Merge rows from 2 sorted streams and output joined rows with matched key fields. Use this instead of hash join is both your input streams are too big to fit in memory. Note that both the inputs must be sorted on the join key. This is a first prototype implementation that only handles two streams and inner join. It also always outputs all values from both streams. Ideally, we should: 1) Support any number of incoming streams 2) Allow user to choose the join type (inner, outer) for each stream 3) Allow user to choose which fields to push to next step 4) Have multiple output ports as follows: a) Containing matched records b) Unmatched records for each input port 5) Support incoming rows to be sorted either on ascending or descending order.
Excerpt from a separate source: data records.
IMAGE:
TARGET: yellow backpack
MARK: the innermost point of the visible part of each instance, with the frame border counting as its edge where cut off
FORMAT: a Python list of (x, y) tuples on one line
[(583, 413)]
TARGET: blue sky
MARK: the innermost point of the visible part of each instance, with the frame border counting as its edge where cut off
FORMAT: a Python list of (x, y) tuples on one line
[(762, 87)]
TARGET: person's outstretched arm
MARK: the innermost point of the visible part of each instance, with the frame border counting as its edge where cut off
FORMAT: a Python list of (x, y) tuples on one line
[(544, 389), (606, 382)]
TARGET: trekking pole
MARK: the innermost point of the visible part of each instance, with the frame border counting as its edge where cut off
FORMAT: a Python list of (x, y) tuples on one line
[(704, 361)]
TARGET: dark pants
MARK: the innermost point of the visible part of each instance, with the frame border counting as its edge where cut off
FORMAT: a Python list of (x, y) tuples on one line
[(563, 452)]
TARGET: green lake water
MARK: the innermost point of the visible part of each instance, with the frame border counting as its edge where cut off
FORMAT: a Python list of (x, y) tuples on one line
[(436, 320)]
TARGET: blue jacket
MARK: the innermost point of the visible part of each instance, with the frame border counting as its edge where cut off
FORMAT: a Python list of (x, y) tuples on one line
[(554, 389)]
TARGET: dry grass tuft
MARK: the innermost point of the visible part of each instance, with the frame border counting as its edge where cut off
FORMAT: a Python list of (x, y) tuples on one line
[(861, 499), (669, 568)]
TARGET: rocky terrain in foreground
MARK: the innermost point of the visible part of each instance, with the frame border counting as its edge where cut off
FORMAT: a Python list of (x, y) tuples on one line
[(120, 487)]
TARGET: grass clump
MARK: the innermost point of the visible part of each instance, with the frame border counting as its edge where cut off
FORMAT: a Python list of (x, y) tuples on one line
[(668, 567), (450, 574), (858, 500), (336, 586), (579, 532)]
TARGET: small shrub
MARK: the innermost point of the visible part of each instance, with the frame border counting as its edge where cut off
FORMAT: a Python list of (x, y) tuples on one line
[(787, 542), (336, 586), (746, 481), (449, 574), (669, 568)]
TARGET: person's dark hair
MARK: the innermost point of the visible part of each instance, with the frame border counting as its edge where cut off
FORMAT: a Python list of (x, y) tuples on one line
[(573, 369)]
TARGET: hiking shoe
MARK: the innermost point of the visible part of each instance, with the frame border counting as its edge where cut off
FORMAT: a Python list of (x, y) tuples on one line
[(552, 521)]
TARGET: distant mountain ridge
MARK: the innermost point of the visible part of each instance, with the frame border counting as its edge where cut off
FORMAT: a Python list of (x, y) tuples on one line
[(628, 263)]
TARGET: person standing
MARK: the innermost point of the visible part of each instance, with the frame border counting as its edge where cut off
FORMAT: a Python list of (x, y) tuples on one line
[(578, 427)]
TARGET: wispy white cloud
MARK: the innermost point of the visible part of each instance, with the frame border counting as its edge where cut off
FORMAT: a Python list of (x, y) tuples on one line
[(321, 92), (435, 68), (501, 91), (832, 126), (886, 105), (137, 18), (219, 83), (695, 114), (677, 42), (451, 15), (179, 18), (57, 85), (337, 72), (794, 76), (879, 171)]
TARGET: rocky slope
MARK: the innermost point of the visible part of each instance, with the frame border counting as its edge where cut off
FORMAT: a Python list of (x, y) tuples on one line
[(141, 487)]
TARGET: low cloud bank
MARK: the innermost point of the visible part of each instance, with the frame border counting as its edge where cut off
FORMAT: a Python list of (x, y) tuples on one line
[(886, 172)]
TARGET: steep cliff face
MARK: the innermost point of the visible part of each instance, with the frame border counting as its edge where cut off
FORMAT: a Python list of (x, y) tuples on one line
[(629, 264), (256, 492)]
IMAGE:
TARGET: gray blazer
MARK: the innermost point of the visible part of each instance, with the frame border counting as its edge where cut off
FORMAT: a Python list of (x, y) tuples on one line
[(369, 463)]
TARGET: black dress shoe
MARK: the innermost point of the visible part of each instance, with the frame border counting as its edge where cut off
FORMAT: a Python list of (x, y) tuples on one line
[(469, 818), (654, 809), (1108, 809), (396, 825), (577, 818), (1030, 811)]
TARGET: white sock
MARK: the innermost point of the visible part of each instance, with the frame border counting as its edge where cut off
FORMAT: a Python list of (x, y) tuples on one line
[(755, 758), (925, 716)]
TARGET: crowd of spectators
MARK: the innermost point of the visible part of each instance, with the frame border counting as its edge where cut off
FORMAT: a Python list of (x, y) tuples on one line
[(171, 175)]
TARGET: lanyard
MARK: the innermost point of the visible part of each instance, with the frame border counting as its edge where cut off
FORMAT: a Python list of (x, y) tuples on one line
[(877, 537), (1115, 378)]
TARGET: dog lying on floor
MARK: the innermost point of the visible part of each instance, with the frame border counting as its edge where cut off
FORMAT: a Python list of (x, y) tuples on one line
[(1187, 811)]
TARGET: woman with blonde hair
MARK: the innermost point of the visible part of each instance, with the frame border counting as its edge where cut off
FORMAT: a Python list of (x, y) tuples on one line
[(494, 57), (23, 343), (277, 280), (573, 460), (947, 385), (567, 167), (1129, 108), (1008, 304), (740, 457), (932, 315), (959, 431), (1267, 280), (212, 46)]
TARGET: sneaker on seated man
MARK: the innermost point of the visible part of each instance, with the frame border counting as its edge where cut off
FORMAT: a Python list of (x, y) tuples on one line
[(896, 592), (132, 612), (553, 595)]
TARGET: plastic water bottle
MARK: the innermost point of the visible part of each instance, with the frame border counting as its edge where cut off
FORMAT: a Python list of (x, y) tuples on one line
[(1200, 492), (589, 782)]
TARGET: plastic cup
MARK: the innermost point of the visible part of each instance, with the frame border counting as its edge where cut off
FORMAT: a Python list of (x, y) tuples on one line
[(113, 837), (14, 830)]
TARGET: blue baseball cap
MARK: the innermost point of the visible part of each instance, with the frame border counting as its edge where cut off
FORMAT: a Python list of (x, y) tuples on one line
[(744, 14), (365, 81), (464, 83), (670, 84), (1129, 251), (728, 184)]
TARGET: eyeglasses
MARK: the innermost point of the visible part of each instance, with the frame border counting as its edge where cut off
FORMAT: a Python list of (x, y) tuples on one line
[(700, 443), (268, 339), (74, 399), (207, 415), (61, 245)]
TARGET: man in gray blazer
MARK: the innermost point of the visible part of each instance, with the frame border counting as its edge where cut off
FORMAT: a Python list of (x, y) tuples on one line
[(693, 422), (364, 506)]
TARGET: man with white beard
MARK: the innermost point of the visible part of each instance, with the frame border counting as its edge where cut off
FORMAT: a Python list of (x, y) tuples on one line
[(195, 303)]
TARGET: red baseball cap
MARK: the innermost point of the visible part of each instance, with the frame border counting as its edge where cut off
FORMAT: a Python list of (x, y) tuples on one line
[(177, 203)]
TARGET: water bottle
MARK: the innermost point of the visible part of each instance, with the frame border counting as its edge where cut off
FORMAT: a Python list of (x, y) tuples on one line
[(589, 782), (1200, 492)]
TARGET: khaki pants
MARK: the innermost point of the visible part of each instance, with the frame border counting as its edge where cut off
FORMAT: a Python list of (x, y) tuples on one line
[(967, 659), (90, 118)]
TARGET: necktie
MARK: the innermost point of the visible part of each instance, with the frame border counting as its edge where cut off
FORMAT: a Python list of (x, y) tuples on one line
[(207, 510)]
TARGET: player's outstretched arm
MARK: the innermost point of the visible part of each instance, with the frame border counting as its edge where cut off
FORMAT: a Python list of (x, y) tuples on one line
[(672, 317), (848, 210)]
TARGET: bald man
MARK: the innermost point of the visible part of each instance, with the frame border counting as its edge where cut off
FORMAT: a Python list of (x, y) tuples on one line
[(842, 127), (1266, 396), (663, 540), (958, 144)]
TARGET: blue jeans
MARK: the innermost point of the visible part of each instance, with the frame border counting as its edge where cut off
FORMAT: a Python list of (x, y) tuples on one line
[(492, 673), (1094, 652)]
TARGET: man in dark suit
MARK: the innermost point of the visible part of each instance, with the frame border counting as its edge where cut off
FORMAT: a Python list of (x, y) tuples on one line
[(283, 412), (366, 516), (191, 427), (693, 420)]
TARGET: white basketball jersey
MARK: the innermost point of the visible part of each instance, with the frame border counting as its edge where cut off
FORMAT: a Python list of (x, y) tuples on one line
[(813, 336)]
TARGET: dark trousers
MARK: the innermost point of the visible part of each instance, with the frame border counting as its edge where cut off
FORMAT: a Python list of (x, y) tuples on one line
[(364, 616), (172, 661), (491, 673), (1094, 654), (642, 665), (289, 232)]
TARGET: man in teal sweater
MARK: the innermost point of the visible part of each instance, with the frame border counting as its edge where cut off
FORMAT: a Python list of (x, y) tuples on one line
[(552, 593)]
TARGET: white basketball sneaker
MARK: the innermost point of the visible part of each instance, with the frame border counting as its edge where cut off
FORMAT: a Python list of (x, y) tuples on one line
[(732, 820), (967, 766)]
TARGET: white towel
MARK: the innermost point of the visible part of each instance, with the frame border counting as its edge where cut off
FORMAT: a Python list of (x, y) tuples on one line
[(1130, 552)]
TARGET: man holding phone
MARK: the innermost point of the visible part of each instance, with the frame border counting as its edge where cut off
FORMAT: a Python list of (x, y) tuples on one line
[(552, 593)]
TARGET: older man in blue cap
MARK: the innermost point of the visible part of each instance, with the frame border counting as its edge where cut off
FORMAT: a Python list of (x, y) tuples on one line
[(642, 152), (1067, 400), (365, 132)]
The currently implementation only supports ascending


Field Summary
Fields inherited from class org.pentaho.di.trans.step.BaseStep
first, linesInput, linesOutput, linesRead, linesRejected, linesSkipped, linesUpdated, linesWritten, terminator, terminator_rows
Constructor Summary
MergeJoin(StepMeta stepMeta, StepDataInterface stepDataInterface, int copyNr, TransMeta transMeta, Trans trans)
Method Summary
 boolean init(StepMetaInterface smi, StepDataInterface sdi)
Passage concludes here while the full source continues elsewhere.